A base 10 logarithm is a mathematical way to express numbers using powers of 10. It helps in working with very large or small numbers in a simplified manner. Instead of dealing directly with these numbers, a logarithm allows us to handle their powers easily.
For example, the base 10 logarithm of 100 is 2, because 100 is 10 raised to the power of 2. Similarly, for a number like 0.01, the base 10 logarithm is -2, because 0.01 is equal to 10 raised to the power of -2.
Logarithms can turn multiplication into addition and division into subtraction, making calculations easier and more intuitive when working with extremely different scales.
Understanding this concept is crucial when using a logarithmic scale.

A number line is a visual representation of numbers plotted in a straight line. Normally, this line is marked with intervals evenly distributed by units. However, when a number line is set on a logarithmic scale, each step represents a power of 10 rather than units.
This means if we go from 1 to 10, 10 to 100, or 0.1 to 1, each movement signifies multiplying or dividing by 10.
Key Points for Logarithmic Number Lines:

• Equidistant steps indicate multiplication by a constant factor.
• Each step corresponds with a logarithmic increase or decrease.
• Perfect for representing data that varies exponentially.

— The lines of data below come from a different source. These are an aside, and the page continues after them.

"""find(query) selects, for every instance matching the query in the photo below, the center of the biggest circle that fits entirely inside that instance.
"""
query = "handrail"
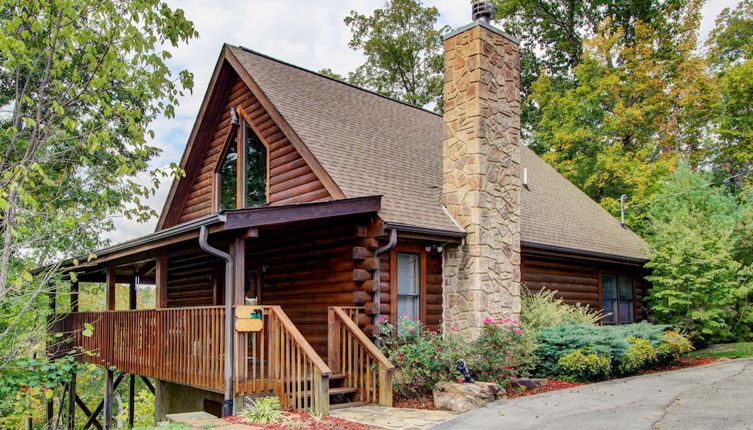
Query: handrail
(301, 341)
(363, 339)
(351, 353)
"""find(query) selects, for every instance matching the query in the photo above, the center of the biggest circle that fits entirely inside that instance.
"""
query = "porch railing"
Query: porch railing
(352, 353)
(186, 346)
(181, 345)
(280, 360)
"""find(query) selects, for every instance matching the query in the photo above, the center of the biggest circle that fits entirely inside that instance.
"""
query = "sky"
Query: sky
(310, 34)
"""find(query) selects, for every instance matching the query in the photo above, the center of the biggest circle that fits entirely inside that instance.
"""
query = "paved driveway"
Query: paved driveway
(717, 396)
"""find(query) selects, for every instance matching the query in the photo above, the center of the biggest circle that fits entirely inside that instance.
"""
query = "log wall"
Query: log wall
(291, 180)
(579, 281)
(306, 269)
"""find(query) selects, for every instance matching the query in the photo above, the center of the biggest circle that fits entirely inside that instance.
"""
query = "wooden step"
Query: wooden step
(346, 405)
(342, 390)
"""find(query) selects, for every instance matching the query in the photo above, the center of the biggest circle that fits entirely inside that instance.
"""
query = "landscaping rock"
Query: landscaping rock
(527, 383)
(460, 397)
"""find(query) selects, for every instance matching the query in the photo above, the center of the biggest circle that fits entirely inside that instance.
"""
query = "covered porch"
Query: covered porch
(310, 268)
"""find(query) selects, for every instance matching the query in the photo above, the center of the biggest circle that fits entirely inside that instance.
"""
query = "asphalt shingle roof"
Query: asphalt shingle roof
(370, 144)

By understanding the number line on a logarithmic scale, positioning and plotting becomes much more manageable.

Calculating logarithms is about determining to what power the base (10 in this case) must be raised to result in a given number. When you calculate the base 10 logarithm of a number, you're essentially asking "10 to what power equals this number?"
Here's how to calculate simple base 10 logarithms:

• Identify the number whose logarithm you need to find.
• Rewrite the number as a power of 10 (if possible).
• Express the number in terms of its power of 10; this power is your logarithm.

Practicing with numbers like 1, 10, 100, or 0.01 helps solidify this concept. Using calculators can simplify finding logarithms of less familiar numbers, such as 5 or 8000.

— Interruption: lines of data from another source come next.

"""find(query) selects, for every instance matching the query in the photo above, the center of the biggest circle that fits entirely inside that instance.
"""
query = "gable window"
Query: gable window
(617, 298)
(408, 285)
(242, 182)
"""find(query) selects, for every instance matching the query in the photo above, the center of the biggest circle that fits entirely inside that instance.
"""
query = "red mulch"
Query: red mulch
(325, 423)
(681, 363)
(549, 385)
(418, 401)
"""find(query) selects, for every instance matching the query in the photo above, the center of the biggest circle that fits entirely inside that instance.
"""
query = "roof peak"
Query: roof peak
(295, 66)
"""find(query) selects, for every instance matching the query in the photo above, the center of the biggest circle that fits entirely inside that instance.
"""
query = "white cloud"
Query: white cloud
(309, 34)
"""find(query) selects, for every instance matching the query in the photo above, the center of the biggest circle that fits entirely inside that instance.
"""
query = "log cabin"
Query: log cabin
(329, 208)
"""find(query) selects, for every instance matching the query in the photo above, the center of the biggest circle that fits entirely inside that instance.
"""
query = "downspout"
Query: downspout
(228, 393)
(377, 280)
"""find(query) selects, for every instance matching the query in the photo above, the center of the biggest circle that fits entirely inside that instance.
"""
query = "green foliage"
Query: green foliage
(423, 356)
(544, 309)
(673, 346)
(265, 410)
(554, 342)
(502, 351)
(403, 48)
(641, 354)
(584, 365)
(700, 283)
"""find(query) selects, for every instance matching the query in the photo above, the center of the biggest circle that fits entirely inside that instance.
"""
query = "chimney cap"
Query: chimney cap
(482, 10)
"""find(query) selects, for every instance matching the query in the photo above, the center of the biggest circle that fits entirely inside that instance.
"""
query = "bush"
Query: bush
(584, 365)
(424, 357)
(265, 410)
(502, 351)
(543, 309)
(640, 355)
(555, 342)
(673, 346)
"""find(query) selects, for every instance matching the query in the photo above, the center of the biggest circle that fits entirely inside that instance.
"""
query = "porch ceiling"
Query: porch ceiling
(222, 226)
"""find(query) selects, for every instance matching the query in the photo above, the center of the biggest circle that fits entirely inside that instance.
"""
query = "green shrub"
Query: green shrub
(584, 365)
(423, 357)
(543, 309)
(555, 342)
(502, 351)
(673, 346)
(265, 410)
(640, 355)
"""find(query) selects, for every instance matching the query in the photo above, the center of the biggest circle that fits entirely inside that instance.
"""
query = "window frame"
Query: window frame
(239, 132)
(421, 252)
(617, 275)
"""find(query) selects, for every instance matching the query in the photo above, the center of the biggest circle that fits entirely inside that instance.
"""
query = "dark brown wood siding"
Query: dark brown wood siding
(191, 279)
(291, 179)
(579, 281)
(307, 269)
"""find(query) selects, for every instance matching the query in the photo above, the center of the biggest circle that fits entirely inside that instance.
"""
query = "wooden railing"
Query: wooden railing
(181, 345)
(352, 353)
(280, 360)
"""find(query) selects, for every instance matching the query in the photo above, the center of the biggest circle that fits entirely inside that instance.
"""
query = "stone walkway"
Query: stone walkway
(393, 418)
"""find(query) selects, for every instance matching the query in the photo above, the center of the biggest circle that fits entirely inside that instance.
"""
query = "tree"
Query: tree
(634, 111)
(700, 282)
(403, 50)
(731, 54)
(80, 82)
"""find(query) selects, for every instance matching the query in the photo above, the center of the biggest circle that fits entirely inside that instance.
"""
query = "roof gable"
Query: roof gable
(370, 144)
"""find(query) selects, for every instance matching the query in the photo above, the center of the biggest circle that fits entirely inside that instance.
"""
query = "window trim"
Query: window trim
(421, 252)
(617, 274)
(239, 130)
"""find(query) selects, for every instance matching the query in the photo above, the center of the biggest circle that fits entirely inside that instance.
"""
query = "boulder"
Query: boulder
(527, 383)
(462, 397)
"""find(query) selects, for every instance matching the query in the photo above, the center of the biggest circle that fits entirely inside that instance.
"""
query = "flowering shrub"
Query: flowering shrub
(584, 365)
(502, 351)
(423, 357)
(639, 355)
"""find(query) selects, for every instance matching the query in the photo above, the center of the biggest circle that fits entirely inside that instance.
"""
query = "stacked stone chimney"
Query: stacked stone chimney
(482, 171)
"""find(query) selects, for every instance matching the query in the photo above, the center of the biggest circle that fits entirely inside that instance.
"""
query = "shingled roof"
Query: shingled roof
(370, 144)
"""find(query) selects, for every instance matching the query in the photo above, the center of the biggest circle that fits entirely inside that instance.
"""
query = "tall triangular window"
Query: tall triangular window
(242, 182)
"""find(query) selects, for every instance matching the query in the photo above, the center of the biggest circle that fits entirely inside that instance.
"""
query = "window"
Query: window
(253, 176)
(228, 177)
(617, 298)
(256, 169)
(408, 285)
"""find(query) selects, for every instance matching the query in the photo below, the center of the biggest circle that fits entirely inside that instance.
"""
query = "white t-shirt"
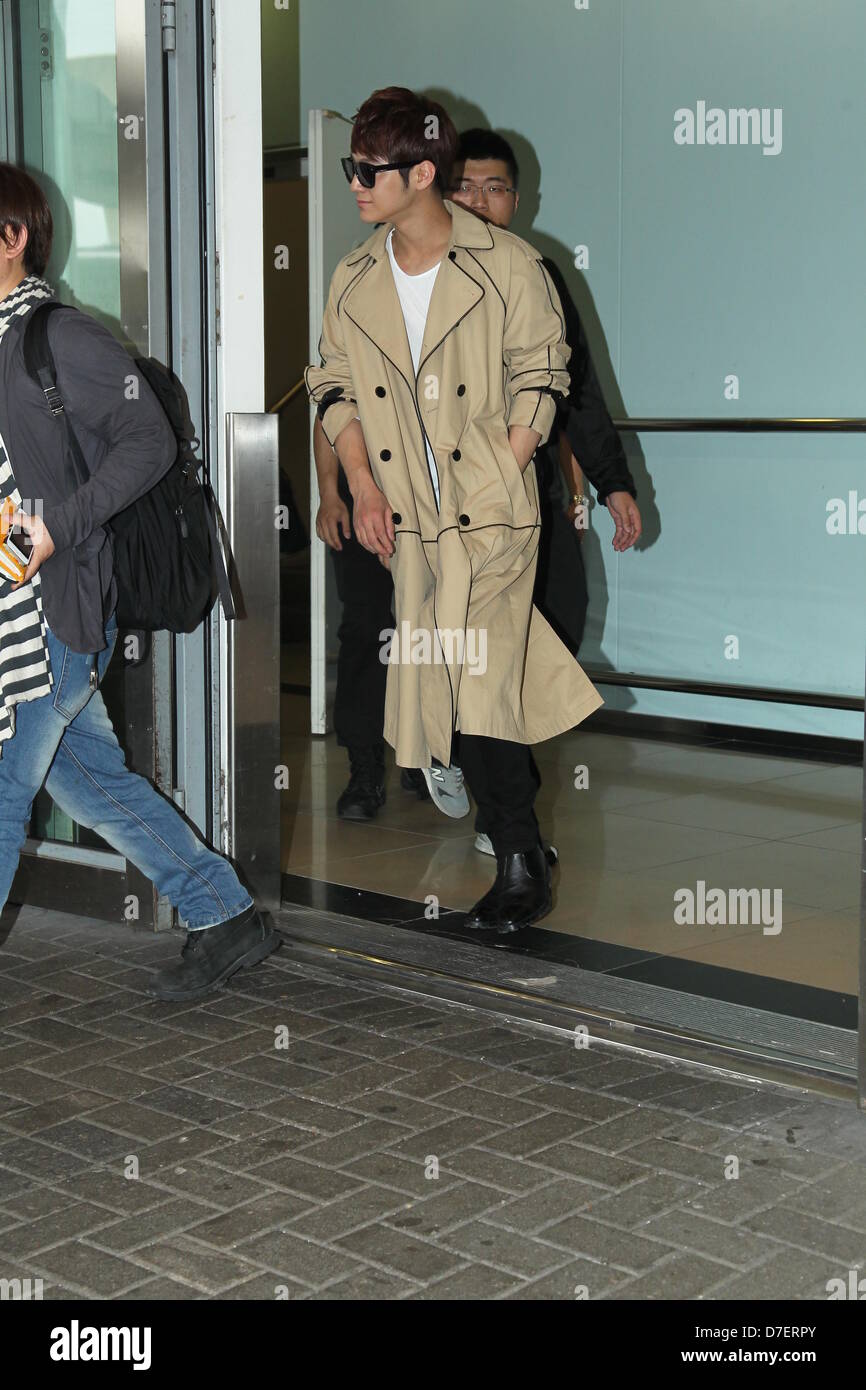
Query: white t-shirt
(414, 292)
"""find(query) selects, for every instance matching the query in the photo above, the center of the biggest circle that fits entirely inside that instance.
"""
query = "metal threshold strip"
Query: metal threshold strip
(727, 1039)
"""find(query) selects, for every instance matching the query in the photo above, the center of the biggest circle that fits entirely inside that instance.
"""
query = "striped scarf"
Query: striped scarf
(25, 670)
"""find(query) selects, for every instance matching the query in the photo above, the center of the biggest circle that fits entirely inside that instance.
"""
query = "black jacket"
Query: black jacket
(585, 420)
(127, 444)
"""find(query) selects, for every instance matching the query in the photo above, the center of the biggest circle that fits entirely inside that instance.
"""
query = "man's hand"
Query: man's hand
(626, 517)
(373, 519)
(580, 519)
(43, 546)
(332, 514)
(524, 442)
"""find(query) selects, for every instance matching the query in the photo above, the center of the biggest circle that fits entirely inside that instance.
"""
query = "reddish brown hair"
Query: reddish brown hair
(22, 203)
(398, 125)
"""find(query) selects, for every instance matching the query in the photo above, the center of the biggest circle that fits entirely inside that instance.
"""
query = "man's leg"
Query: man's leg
(91, 781)
(499, 774)
(24, 766)
(366, 590)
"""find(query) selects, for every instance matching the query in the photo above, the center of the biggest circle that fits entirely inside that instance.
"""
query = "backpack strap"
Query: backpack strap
(42, 369)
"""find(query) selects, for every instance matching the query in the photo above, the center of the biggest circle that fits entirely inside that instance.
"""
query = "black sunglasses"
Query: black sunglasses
(366, 171)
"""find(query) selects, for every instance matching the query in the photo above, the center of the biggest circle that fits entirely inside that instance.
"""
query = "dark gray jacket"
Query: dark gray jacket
(127, 444)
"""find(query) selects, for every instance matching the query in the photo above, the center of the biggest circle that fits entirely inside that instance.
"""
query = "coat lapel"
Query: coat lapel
(374, 306)
(374, 303)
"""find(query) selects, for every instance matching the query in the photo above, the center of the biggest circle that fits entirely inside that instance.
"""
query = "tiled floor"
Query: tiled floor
(391, 1150)
(656, 818)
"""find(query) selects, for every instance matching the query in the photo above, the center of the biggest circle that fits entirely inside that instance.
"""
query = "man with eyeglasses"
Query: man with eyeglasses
(442, 350)
(583, 441)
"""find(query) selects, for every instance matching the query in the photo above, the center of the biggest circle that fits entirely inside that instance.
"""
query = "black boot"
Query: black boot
(412, 779)
(366, 790)
(211, 955)
(519, 897)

Plotting numbers on a logarithmic scale requires identifying and calculating their respective logarithms beforehand. Instead of using regular intervals, each plotted position reflects a power of 10 from the original number. Steps to plotting numbers:

• Calculate the base 10 logarithm of each number.
• Mark the corresponding points based on the calculated logarithms on the line.
• Ensure equidistance for every tenfold increase or decrease.

An important thing to note is that the scale helps reveal patterns and relationships in data that might not appear in linear scales. For example, exponential growth trends appear as straight lines, making analysis easier. This concept is handy when dealing with phenomena like population growth or chemical reactions that change vastly across a scale.